Dead baby found in swimming area

A police officer swimming in the track area on thew south side of Male’ this afternoon discovered the corpse of a premature baby underwater.

Police Sub-Inspector Ahmed Shiyam confirmed to Minivan News that a dead female baby was found in the track swimming area.

”The baby has now been taken to Indira Gandhi Memorial Hospital (IGMH) for examinations,” Shiyam said. ”We can’t confirm how old the baby is.”

IGMH spokesperson Zeentha Ali said doctors were currently examining the body and that the hospital would comment once the examination was complete.

Local media SunFM reported that the baby was bleeding when it was taken out of the water and that the umbilical cord was still attached. Haveeru published a picture of infant which appeared to have been put in a plastic bag.

In November last year another abandoned newborn female baby was discovered alive in some bushes near the Wataniya telecommunications tower in Hulhumale’.

As a Muslim country, abortion is illegal in the Maldives except to save a mother’s life, or if a child suffers from a congenital defect such as thalassemia. But anecdotal evidence points overwhelmingly to a high rate of abortion.

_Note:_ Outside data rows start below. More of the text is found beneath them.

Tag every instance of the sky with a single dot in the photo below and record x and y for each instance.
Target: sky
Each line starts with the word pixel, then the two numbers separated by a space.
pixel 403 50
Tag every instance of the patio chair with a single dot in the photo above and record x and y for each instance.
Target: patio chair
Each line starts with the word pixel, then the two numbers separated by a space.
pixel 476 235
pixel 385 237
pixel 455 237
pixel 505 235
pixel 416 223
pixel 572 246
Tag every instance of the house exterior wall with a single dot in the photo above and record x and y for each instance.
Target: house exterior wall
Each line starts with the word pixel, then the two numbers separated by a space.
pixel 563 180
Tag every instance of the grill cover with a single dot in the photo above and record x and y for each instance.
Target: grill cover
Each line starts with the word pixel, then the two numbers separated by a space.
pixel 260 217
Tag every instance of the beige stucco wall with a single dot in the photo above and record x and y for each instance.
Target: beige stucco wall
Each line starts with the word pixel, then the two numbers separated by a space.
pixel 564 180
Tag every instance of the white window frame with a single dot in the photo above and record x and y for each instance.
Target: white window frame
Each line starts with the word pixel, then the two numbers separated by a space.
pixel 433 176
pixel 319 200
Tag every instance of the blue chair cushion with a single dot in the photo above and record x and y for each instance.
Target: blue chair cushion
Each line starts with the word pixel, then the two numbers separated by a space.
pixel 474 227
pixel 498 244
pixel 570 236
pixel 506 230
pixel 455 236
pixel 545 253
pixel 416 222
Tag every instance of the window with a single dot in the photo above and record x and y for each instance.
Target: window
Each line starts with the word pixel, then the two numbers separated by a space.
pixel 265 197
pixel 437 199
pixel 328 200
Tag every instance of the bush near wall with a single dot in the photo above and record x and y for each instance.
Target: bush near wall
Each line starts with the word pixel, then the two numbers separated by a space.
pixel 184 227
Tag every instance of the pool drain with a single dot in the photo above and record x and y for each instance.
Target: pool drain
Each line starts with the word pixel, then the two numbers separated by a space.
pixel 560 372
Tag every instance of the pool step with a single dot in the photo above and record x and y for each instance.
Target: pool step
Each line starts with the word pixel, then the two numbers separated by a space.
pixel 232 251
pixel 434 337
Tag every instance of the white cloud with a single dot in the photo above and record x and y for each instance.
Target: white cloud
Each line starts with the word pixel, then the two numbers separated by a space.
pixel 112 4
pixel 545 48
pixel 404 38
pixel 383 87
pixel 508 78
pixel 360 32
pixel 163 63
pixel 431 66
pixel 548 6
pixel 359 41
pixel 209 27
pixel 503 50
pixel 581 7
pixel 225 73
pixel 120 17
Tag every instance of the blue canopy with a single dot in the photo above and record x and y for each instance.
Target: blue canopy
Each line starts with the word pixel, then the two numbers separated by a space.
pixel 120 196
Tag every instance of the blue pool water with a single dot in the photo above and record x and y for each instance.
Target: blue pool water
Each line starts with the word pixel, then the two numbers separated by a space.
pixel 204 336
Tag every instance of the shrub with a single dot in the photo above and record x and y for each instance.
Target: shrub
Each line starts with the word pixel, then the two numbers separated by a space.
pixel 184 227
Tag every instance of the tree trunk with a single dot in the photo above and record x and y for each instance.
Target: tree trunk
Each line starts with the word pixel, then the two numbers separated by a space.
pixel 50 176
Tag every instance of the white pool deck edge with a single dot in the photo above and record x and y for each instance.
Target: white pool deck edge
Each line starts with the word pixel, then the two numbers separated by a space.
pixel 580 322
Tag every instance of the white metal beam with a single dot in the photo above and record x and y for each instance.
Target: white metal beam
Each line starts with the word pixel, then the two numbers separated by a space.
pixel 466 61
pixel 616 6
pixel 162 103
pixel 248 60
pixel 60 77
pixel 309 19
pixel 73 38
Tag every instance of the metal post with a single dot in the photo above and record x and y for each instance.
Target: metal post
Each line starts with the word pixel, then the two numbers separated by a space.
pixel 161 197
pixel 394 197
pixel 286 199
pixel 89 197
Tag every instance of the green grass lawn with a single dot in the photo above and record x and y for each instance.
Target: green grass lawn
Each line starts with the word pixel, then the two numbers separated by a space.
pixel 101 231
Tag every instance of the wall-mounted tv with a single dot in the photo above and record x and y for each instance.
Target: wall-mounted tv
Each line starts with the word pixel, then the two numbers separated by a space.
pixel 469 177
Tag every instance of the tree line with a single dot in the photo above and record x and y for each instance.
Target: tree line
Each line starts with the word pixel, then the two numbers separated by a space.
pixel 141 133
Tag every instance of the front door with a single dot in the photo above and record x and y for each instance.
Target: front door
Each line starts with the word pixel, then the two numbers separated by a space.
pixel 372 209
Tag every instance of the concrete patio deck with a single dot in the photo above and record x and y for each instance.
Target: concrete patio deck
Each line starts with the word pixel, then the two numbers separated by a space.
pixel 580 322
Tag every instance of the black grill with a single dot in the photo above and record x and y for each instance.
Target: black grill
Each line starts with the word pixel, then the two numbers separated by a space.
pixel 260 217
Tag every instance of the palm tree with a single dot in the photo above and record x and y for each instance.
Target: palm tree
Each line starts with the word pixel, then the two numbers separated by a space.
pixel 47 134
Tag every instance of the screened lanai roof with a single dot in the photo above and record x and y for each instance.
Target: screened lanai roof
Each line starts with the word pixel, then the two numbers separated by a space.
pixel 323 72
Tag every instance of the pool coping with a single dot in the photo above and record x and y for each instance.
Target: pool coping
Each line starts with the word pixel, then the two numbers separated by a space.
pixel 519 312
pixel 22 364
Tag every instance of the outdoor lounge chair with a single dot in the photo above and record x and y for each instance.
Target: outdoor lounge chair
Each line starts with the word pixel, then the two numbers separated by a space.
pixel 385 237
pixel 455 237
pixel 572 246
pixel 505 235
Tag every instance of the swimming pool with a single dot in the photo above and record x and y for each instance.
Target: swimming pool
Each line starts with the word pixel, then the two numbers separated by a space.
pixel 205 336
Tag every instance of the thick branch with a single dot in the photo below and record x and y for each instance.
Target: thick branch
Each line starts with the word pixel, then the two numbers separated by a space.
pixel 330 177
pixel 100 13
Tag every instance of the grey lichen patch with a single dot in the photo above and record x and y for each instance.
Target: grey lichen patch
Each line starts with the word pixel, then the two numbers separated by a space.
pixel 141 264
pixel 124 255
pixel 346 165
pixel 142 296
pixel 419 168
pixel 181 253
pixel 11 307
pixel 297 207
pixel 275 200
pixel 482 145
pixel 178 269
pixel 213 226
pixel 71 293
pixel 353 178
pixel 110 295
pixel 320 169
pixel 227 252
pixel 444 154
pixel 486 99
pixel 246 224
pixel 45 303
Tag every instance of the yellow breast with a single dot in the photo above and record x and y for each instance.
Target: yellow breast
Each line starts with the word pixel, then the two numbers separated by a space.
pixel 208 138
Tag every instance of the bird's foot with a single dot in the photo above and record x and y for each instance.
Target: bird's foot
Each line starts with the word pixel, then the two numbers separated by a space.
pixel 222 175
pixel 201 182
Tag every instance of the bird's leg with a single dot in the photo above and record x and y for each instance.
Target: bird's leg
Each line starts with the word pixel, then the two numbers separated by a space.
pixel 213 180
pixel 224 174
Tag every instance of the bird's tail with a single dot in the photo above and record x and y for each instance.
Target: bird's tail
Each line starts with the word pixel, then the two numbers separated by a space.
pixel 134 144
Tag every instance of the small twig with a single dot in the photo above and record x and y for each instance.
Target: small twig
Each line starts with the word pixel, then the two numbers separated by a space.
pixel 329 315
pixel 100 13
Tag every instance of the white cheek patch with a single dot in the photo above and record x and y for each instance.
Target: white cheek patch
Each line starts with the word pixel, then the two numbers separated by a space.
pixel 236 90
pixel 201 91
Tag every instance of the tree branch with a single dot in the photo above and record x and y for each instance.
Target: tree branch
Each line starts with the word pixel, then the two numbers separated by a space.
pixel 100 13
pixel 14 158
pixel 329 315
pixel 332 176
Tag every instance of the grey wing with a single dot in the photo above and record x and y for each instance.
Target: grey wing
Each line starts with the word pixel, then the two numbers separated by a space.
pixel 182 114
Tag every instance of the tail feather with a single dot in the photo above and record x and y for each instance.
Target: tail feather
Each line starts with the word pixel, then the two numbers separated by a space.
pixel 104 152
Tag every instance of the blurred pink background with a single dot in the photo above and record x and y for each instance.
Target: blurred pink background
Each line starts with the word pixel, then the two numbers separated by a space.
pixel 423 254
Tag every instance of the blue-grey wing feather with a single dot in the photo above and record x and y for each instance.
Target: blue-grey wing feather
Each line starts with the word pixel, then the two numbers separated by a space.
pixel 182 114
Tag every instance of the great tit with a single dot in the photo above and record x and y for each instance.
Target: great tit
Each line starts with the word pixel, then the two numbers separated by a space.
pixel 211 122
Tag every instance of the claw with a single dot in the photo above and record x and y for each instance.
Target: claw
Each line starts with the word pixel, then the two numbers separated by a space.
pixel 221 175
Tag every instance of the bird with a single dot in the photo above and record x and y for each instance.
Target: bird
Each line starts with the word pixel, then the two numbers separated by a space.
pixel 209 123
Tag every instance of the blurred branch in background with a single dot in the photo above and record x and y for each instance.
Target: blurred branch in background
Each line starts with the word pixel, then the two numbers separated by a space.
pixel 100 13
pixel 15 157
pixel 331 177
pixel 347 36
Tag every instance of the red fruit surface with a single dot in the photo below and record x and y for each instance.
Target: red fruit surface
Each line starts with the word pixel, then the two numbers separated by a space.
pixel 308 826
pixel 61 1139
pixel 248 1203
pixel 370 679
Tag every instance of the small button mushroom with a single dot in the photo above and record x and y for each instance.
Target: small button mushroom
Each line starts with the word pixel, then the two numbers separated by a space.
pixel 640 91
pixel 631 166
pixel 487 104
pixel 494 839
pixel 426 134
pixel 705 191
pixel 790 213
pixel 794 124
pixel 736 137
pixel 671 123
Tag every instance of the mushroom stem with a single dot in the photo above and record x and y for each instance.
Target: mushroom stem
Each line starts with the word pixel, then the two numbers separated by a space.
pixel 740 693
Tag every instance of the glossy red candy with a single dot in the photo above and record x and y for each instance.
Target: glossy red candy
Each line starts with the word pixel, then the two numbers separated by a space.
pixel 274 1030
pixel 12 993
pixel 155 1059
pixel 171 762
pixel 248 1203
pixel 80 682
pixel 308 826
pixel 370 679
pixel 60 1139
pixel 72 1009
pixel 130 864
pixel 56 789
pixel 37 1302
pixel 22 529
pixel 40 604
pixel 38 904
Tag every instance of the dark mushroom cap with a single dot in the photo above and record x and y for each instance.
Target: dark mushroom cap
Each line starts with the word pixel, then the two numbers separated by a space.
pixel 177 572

Examining the subject in late 2009, Minivan News referred to a 2007 report from the International Planned Parenthood Federation (IPPF) that concluded that widespread premarital and extramarital sex, high rates of divorce and remarriage (including sex between marriages), and poor access and practice of contraception could lead to a high number of unwanted pregnancies in the country.

The IPPF interviewed four demographically-diverse focus groups, and revealed that induced abortions were common among women and girls in Male’ with most ostensibly taking place in unsafe circumstances.

All four groups said that despite being illegal, sex outside of marriage was commonplace, especially among young people. Nor was it uncommon for married men to have affairs with unmarried girls.

The report found that the stigma of having a child out of wedlock compels women and girls to opt for abortions. Two focus groups of unmarried boys and girls asserted that abortion was widespread. Some said they knew of girls as young as 12 who had undergone abortions and each knew at least one person who had terminated a pregnancy.

However the IPPF never obtained government permission to formally carry out a wider study because of the qualitative nature of its research, and its findings were never acknowledged or made public.